Essays in Experimental Logic
Title | Essays in Experimental Logic PDF eBook |
Author | John Dewey |
Publisher | |
Pages | 464 |
Release | 1918 |
Genre | Logic |
ISBN |
Essays in Experimental Logic
Title | Essays in Experimental Logic PDF eBook |
Author | John Dewey |
Publisher | Courier Corporation |
Pages | 290 |
Release | 2012-10-03 |
Genre | Philosophy |
ISBN | 0486145743 |
The scope of John Dewey's writings — ranging from aesthetics and education to legal and political theory — and his role in the development of twentieth-century philosophy have helped make him a continuing influence on contemporary thought. One of his most significant contributions to the theory of knowledge lay in his application of the principles of instrumentalism to traditional approaches to logical theory. Essays in Experimental Logic contains 14 of Dewey's most profound papers on many different aspects of knowledge, reality, and epistemology. These papers on experimental logic are based on the theory that possession of knowledge implies a judgment, resulting from an inquiry or investigation. The presence of this "inquiry stage" suggests an intermediate and mediating phase between the external world and knowledge, an area conditioned by other factors. Expanding upon this foundation, these papers consider the relationship of thought and its subject matter; the antecedents and stimuli of thought, data, and meanings; the objects of thought; control of ideas by facts; and similar topics. Three papers describe the various kinds of philosophical realism. The first closely examines Bertrand Russell's dictum concerning "our knowledge of the external world as a field for scientific method"; the other two discuss pragmatism, differentiating Dewey's position from those of James and Peirce. These essays present their author's most easily followed account of his own philosophy. The section entitled "Stage of Logical Thought" analyzes the role of scientific method in philosophy, and the final essay presents a striking theory of a logic of values.
Essays in Experimental Logic
Title | Essays in Experimental Logic PDF eBook |
Author | John Dewey |
Publisher | |
Pages | 462 |
Release | 1916 |
Genre | Logic |
ISBN |
Essays in Experimental Logic
Title | Essays in Experimental Logic PDF eBook |
Author | John Dewey |
Publisher | |
Pages | 444 |
Release | 2007 |
Genre | |
ISBN |
Essays in Experimental Logic
Title | Essays in Experimental Logic PDF eBook |
Author | Dewey John |
Publisher | |
Pages | |
Release | 1901 |
Genre | |
ISBN | 9780259623540 |
The Middle Works, 1899-1924
Title | The Middle Works, 1899-1924 PDF eBook |
Author | John Dewey |
Publisher | SIU Press |
Pages | 582 |
Release | 1980 |
Genre | Education |
ISBN | 9780809309344 |
Dewey's New Logic
Title | Dewey's New Logic PDF eBook |
Author | Thomas Burke |
Publisher | University of Chicago Press |
Pages | 308 |
Release | 1998-05-22 |
Genre | Philosophy |
ISBN | 9780226080703 |
Celebrated for his work in the philosophy of education and acknowledged as a leading proponent of American pragmatism, John Dewey might have had more of a reputation for his philosophy of logic had Bertrand Russell not so fervidly attacked him on the subject.

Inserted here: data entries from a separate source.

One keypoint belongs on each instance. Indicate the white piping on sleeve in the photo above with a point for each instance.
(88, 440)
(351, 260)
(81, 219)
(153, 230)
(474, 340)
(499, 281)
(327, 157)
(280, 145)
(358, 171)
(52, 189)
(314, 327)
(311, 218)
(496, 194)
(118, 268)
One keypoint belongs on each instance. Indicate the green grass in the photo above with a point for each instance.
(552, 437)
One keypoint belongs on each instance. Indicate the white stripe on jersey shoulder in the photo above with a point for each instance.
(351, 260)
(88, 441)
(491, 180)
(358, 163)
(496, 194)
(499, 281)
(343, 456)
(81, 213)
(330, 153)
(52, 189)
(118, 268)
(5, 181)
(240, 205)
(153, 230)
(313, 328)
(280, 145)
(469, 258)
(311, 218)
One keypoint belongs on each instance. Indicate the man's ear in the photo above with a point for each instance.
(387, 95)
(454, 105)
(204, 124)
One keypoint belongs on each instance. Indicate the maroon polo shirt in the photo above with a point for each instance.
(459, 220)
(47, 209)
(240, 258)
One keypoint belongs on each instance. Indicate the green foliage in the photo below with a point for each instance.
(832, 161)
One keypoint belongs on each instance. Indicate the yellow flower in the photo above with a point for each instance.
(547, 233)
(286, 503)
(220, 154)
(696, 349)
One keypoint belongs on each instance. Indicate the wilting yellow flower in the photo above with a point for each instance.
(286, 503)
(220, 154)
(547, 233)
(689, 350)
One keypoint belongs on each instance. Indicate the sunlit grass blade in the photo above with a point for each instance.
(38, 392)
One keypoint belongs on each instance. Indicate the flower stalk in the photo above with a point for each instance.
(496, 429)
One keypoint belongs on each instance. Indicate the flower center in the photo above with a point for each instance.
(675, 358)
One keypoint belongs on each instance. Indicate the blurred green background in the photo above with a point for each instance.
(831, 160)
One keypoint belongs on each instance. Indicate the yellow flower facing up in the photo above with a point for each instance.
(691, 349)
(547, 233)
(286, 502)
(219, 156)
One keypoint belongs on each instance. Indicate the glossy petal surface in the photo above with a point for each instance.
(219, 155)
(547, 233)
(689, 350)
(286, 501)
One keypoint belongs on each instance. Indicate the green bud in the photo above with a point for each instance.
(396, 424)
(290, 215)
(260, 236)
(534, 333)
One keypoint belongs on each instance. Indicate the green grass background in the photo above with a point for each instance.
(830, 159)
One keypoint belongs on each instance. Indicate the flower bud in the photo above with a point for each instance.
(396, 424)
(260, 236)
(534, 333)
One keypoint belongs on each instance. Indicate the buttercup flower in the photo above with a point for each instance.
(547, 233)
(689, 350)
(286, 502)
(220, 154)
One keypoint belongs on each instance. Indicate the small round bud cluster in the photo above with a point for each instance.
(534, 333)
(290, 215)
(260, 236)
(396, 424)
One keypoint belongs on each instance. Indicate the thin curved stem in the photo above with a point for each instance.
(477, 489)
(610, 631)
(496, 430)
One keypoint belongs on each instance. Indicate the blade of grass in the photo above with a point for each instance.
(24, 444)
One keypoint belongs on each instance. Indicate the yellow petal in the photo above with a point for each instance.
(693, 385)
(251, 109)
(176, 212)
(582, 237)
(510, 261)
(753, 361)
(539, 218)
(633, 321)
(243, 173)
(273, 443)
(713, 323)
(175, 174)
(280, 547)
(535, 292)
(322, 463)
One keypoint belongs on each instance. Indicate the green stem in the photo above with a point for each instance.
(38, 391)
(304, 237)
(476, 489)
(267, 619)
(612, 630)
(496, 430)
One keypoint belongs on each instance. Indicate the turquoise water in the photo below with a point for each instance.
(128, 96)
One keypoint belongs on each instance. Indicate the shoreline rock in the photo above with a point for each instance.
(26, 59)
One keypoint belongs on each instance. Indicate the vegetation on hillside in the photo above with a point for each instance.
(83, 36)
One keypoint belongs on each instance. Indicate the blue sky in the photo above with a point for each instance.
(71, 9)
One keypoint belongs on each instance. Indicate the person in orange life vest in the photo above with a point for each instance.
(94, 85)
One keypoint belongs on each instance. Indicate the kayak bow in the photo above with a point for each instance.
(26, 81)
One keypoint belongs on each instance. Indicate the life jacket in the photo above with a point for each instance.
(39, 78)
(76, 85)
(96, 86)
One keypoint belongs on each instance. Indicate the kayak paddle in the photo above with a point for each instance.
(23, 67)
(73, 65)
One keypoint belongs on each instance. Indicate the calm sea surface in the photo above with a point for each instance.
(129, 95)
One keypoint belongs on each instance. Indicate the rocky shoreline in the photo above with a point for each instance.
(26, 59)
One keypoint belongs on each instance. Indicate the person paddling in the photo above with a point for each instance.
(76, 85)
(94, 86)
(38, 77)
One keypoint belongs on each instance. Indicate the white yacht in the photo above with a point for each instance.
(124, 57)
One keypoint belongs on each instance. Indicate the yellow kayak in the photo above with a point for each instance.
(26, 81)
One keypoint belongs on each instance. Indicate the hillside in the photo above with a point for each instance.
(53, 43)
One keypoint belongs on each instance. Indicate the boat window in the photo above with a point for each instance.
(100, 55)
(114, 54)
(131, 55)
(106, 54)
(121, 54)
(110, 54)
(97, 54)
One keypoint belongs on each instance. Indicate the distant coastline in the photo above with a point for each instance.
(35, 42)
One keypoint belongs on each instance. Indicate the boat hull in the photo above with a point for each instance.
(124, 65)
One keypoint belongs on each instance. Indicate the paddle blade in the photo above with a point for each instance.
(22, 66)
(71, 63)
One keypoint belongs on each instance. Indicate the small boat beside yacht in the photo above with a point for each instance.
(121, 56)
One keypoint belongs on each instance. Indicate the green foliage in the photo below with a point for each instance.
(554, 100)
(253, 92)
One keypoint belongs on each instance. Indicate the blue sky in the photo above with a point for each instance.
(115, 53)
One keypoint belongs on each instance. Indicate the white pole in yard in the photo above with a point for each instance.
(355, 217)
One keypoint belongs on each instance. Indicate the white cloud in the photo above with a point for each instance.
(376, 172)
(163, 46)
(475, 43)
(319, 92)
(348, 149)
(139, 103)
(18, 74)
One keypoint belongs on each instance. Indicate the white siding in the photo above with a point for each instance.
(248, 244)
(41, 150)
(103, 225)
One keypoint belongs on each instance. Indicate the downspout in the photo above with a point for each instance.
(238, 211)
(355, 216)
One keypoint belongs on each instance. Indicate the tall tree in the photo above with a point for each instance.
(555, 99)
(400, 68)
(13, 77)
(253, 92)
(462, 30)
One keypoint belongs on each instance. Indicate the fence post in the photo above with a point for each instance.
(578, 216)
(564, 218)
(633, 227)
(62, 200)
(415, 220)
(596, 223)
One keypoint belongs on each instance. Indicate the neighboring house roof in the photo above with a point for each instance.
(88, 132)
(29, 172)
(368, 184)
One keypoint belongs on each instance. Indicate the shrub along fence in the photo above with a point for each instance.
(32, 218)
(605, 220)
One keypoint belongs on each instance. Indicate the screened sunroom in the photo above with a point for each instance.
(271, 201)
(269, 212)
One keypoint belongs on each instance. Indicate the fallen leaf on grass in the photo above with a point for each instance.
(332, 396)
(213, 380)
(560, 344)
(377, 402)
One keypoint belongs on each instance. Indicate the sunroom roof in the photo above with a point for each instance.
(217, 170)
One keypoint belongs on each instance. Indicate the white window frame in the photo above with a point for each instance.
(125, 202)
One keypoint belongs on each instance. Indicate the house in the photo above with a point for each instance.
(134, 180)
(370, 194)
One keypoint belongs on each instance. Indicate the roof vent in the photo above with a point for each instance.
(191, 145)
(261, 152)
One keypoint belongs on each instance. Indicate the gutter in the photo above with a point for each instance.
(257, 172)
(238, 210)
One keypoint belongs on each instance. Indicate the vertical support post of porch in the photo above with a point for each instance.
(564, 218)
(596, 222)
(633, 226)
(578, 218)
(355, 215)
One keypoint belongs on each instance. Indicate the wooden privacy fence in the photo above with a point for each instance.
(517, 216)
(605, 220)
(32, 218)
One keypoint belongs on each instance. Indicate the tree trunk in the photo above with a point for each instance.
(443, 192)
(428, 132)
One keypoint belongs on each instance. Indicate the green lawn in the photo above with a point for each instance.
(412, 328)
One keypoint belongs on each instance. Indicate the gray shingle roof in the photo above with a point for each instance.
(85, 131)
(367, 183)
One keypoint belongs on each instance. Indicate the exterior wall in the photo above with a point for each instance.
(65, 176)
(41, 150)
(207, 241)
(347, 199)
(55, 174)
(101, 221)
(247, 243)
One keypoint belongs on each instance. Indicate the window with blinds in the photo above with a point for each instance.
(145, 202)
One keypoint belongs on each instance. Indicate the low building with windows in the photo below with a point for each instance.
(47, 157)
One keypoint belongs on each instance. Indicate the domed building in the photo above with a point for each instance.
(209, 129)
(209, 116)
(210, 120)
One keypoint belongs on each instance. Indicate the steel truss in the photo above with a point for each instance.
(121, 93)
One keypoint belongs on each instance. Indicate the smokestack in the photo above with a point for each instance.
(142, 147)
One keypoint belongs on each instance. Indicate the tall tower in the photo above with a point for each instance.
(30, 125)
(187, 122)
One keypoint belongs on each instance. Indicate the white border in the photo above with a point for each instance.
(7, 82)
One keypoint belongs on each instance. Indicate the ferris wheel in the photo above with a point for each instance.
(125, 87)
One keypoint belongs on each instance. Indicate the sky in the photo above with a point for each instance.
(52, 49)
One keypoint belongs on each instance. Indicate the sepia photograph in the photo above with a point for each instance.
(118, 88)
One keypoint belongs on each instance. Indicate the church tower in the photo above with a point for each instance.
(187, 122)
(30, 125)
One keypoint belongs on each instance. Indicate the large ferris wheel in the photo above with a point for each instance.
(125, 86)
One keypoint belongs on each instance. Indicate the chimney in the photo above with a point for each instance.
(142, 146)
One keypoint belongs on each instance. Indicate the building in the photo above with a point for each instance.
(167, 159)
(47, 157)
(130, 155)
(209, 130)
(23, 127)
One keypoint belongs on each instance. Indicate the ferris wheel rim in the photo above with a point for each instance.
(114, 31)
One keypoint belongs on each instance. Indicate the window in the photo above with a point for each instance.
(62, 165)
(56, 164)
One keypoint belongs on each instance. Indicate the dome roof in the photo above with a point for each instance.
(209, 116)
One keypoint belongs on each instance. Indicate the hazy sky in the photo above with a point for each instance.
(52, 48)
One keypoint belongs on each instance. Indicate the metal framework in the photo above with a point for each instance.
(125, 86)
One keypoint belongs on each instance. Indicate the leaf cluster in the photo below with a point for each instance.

This book analyzes the debate between Russell and Dewey that followed the 1938 publication of Dewey's Logic: The Theory of Inquiry, and argues that, despite Russell's early resistance, Dewey's logic is surprisingly relevant to recent developments in philosophy and cognitive science. Since Dewey's logic focuses on natural language in everyday experience, it poses a challenge to Russell's formal syntactic conception of logic. Tom Burke demonstrates that Russell misunderstood crucial aspects of Dewey's theory - his ideas on propositions, judgments, inquiry, situations, and warranted assertibility - and contends that logic today has progressed beyond Russell and is approaching Dewey's broader perspective. Burke relates Dewey's logic to issues in epistemology, philosophy of language and psychology, computer science, and formal semantics.